This is adapted from a Weight Watchers recipe.
My version is NOT Weight Watchers.
Also, this one reheats like a BOSS, so if you want to make extra and save it for lunches, it’s great that way.
- 1/2 lb penne pasta
- 4ish slices of bacon (I’ve been known to use 6… or 8)
- 1 T butter
- 1 large chicken breast, cut into bite size pieces
- 1 T flour
- 1 pkg ranch dressing mix
- 1.5 cups milk
- 1 cup (or like a handful or so, I never measure cheese) shredded cheddar
- salt and pepper
- Cook the pasta in salted water. If you don’t know how, read the directions on the box (no shame if you’ve never done it before!)
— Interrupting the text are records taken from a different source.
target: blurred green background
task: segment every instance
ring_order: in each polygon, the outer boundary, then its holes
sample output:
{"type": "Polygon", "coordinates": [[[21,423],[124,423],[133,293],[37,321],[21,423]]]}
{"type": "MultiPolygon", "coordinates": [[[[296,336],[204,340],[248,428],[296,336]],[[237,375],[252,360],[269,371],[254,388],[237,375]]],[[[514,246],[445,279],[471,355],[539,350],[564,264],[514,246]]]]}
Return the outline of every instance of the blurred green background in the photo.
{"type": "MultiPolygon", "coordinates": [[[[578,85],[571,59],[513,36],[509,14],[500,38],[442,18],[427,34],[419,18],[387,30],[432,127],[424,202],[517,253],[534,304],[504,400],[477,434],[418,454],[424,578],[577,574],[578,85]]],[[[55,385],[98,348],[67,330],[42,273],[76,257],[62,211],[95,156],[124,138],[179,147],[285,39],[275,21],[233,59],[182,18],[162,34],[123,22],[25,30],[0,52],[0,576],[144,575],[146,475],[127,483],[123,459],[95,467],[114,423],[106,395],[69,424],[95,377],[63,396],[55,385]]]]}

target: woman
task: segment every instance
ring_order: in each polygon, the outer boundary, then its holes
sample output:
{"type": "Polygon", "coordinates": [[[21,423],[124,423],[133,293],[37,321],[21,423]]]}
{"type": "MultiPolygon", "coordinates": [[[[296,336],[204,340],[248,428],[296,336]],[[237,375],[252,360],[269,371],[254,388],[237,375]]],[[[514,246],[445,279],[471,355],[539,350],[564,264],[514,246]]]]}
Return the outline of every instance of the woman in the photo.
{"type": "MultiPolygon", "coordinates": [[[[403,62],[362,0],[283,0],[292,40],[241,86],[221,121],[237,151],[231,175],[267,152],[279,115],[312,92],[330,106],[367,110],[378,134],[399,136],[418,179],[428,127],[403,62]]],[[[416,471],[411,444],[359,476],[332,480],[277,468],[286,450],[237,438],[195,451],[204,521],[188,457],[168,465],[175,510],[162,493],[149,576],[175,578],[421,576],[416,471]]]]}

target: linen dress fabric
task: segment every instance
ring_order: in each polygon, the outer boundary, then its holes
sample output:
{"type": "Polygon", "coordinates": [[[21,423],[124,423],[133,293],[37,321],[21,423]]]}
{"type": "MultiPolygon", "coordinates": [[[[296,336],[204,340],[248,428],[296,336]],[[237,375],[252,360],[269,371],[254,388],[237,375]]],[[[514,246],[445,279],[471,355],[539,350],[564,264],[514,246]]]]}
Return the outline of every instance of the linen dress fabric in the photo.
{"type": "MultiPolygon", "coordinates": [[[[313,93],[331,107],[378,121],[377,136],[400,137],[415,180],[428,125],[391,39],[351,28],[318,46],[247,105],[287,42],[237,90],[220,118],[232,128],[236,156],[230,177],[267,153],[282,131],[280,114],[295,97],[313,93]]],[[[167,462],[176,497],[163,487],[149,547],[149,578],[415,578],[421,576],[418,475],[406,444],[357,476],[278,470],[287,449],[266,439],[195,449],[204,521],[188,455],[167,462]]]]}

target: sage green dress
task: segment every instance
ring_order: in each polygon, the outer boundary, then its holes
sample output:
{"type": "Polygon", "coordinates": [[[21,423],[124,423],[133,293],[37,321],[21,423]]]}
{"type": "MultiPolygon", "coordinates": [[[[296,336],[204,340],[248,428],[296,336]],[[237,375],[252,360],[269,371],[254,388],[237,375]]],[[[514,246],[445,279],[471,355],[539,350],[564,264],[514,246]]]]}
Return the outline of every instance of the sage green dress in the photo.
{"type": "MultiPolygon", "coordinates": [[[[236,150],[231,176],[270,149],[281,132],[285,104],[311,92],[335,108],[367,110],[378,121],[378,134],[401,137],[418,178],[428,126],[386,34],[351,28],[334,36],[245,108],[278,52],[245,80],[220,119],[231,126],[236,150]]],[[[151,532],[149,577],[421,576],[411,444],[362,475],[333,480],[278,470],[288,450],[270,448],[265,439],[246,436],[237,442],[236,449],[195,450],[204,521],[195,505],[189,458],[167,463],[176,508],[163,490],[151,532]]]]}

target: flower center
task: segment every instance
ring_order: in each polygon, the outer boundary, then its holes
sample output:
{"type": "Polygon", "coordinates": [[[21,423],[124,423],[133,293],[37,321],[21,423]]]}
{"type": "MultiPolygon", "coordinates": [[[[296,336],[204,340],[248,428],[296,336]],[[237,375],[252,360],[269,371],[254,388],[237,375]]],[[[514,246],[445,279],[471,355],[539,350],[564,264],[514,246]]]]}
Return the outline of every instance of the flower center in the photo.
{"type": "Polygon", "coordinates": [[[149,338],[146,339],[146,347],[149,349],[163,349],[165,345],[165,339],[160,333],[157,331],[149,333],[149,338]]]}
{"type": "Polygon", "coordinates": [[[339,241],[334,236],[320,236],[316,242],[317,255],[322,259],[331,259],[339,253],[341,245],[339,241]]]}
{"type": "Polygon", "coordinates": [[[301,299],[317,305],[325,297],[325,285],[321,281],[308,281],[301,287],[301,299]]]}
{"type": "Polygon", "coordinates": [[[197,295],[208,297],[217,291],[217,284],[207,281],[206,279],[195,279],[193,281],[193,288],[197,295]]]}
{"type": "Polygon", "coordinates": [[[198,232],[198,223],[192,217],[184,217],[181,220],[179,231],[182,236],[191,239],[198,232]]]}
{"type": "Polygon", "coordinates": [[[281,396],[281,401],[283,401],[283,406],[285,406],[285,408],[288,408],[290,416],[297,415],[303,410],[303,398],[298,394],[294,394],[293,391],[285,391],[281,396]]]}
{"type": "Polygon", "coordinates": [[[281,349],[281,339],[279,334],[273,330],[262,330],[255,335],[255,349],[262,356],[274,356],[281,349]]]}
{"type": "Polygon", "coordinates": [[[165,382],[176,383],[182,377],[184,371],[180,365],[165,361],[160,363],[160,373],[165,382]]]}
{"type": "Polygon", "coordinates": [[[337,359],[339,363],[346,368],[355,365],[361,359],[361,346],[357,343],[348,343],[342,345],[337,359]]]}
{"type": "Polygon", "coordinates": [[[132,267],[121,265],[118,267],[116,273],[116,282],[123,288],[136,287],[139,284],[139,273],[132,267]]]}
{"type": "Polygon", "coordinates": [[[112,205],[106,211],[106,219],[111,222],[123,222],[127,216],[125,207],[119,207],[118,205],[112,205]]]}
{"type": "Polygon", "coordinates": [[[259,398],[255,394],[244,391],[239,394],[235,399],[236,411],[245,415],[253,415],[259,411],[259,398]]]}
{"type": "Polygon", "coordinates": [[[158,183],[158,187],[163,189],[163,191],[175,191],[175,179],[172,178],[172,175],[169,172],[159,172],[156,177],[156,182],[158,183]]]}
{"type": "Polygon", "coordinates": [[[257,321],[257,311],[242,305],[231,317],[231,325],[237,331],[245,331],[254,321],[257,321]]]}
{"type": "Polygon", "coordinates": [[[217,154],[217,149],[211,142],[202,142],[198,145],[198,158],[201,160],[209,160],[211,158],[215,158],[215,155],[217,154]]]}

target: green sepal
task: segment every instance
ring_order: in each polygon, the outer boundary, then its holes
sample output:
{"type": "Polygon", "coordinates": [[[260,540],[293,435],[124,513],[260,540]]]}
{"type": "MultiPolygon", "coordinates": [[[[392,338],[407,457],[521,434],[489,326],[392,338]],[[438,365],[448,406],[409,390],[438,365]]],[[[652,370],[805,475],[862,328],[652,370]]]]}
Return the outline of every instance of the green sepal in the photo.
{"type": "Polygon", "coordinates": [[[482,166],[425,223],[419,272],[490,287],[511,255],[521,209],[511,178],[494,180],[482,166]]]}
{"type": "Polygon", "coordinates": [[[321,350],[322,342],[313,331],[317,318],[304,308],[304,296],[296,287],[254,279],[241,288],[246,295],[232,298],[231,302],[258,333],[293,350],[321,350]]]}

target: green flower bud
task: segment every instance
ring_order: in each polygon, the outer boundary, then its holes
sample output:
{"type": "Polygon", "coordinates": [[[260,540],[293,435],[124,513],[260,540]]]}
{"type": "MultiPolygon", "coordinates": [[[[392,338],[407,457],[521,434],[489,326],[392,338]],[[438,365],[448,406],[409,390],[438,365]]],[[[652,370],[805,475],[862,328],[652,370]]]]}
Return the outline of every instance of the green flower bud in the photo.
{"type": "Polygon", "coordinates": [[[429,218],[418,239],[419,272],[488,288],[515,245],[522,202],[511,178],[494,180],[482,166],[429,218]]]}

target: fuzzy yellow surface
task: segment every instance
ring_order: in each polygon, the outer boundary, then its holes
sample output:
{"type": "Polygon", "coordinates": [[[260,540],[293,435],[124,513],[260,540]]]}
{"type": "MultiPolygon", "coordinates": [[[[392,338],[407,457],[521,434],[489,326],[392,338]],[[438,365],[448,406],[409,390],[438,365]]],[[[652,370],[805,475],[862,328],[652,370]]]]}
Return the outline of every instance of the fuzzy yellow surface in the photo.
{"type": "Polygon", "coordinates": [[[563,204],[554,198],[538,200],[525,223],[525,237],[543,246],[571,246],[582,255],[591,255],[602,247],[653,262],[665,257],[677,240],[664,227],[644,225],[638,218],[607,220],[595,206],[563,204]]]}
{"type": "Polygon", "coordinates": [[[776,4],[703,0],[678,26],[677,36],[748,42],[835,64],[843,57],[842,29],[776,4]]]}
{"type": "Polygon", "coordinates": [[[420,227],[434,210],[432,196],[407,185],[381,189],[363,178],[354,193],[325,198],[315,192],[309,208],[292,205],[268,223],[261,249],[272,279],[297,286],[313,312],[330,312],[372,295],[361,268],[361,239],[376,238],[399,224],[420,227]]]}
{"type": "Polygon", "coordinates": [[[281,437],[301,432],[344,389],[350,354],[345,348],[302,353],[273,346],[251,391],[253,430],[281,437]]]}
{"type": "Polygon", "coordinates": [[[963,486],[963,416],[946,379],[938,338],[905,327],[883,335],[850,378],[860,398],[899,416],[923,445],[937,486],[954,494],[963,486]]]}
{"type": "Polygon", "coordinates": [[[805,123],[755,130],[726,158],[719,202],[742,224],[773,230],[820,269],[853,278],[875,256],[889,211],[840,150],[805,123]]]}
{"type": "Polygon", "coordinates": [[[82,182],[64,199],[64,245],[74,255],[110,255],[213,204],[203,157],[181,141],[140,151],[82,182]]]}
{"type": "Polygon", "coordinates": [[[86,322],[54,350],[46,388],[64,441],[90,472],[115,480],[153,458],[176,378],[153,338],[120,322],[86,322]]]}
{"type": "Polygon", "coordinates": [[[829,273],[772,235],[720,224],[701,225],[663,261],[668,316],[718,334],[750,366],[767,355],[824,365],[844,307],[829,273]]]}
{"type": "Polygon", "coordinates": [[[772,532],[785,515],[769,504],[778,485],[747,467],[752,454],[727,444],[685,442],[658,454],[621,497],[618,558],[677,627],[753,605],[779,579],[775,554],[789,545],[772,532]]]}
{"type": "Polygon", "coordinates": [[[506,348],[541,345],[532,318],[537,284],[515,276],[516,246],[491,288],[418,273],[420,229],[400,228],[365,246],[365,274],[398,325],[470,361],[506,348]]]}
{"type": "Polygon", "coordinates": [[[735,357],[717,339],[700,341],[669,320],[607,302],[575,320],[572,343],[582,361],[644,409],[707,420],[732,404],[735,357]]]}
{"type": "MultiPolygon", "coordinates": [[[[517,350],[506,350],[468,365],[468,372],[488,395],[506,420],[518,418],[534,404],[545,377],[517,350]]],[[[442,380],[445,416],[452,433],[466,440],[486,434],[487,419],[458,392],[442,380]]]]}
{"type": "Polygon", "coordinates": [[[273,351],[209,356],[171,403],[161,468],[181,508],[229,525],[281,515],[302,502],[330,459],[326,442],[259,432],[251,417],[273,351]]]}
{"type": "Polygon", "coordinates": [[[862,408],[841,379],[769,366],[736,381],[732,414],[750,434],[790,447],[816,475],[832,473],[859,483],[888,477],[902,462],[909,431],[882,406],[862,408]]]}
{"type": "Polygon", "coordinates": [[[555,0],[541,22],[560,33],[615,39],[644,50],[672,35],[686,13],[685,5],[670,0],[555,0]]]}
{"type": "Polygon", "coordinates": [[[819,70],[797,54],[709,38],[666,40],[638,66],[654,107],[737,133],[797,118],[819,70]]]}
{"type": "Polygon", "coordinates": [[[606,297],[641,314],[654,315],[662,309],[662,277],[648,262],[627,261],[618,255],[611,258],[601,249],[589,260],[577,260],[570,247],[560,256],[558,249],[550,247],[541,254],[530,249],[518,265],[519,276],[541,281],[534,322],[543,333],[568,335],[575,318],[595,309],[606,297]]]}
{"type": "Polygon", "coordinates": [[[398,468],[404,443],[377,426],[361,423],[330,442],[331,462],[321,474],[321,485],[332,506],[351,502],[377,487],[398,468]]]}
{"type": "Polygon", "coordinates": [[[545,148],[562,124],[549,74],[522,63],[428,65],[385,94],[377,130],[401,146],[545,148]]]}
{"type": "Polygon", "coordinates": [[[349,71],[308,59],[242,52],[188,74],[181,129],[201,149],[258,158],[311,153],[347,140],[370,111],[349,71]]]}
- While pasta is rollin’, cook the bacon until crisp and drain on paper towels. leave a little bit of the bacon drippings in the pan.
- Salt and pepper the chicken, then add butter. Cook the chicken in the glory that is bacon grease and butter. GET THAT CHICKEN DONE. We don’t mess around with raw chicken.
- Sprinkle the flour and ranch mix over the chicken. Try to stir it around until it’s mostly coated. Slowly stir in the milk and cook it, stirring occasionally, until it is thick and bubbly.
- Stir in the cheese and half of the bacon (crumbled). Stir and cook until the cheese is melted.
- Divide it up and add the rest of the bacon on top.